US returns 4,000 archaeological relics to Mexico

Modified: October 26, 2012 at 6:02 am • Published: October 26, 2012

EL PASO, Texas (AP) — More than 4,000 archaeological artifacts looted from Mexico and seized in the U.S. have been returned to Mexican authorities in what experts say is one of the largest such repatriations between the countries.

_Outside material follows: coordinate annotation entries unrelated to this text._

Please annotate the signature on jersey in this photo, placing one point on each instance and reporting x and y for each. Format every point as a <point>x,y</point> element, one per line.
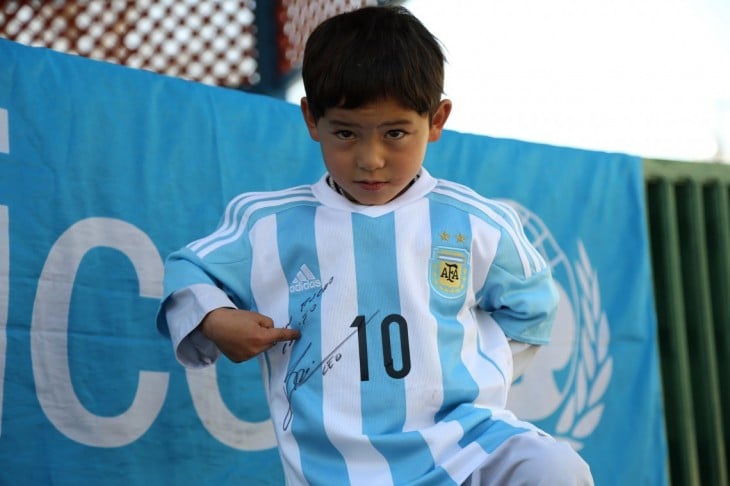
<point>300,374</point>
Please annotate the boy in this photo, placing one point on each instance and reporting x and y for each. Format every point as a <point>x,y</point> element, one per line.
<point>384,305</point>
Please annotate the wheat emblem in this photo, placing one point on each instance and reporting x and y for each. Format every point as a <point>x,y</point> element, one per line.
<point>584,408</point>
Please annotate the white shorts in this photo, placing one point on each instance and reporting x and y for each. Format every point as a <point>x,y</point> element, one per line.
<point>532,458</point>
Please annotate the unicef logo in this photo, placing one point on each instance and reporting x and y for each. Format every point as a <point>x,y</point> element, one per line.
<point>567,380</point>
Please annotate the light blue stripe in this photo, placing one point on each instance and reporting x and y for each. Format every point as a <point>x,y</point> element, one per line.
<point>239,212</point>
<point>500,214</point>
<point>321,461</point>
<point>458,384</point>
<point>383,396</point>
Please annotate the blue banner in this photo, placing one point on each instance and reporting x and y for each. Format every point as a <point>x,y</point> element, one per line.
<point>104,170</point>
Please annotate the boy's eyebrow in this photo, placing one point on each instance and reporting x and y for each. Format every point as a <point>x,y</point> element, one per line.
<point>343,123</point>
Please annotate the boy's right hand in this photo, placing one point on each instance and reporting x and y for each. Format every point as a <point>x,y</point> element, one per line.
<point>241,335</point>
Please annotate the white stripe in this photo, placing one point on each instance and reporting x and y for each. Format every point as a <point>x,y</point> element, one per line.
<point>235,232</point>
<point>342,411</point>
<point>307,272</point>
<point>4,132</point>
<point>514,217</point>
<point>525,250</point>
<point>228,225</point>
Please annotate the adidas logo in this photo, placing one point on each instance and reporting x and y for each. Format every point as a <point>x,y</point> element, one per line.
<point>305,280</point>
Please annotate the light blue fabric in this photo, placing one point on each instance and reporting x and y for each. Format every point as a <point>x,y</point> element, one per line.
<point>107,170</point>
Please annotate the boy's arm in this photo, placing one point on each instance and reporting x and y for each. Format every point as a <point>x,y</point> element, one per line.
<point>181,314</point>
<point>203,323</point>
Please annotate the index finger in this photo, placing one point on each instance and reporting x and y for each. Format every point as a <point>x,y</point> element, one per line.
<point>284,334</point>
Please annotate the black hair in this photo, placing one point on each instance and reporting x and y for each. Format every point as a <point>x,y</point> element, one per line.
<point>371,54</point>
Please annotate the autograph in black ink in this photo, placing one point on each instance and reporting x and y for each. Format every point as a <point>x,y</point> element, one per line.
<point>309,305</point>
<point>300,375</point>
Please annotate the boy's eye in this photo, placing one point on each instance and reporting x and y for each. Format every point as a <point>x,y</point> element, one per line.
<point>395,134</point>
<point>344,134</point>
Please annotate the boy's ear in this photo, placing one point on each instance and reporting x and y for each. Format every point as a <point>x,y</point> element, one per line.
<point>439,120</point>
<point>309,119</point>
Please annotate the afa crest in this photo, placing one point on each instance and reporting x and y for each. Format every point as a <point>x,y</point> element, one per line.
<point>449,271</point>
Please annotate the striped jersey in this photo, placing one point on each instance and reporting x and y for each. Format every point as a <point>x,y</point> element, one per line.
<point>405,311</point>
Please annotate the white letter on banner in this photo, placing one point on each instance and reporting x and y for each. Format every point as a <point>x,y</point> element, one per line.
<point>4,299</point>
<point>4,132</point>
<point>219,421</point>
<point>49,329</point>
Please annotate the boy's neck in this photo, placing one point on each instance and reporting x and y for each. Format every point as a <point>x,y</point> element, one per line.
<point>335,187</point>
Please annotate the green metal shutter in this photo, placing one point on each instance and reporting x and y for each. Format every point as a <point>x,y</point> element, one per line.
<point>689,225</point>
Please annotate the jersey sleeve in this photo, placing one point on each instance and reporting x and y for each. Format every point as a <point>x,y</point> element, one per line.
<point>519,290</point>
<point>180,316</point>
<point>195,284</point>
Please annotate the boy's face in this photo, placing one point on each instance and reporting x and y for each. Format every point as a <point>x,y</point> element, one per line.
<point>374,152</point>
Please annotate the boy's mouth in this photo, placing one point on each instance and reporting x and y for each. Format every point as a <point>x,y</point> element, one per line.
<point>371,185</point>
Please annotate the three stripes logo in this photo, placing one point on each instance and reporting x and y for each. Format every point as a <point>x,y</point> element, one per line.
<point>304,280</point>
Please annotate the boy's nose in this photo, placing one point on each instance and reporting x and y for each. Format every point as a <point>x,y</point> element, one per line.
<point>370,158</point>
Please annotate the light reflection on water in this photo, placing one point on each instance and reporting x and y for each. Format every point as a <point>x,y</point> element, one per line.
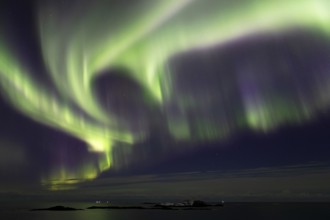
<point>254,211</point>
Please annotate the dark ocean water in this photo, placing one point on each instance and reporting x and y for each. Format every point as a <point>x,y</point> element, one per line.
<point>255,211</point>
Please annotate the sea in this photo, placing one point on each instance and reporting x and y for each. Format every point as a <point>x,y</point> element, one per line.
<point>254,211</point>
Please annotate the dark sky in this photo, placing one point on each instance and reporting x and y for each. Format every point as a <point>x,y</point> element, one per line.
<point>234,125</point>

The items returned Thursday mostly date from before European explorers landed in North America and include items from hunter-gatherers in pre-Columbian northern Mexico, such as stones used to grind corn, statues, figurines and copper hatchets, said Pedro Sanchez, president of the National Archaeological Council of Mexico.

U.S. Immigration and Customs Enforcement agents seized the relics in El Paso, Phoenix, Chicago, Denver, San Diego and San Antonio, though most of the artifacts — including items traced to a 2008 theft from a museum in Mexico — turned up in Fort Stockton, a Texas town about 230 miles southeast of El Paso.

More than two dozen pieces of pottery were seized in Kalispell, Mont., where Homeland Security agents discovered that a consignor had paid Mexican Indians to loot items from burial sites deep in the Mexican Copper Canyon in Chihuahua, Mexico, authorities said.

Although most of the items turned over are arrowheads, several are of "incalculable archaeological value," Sanchez told The Associated Press. He said it was the biggest archaeological repatriation in terms of the number of items that the U.S has made to Mexico.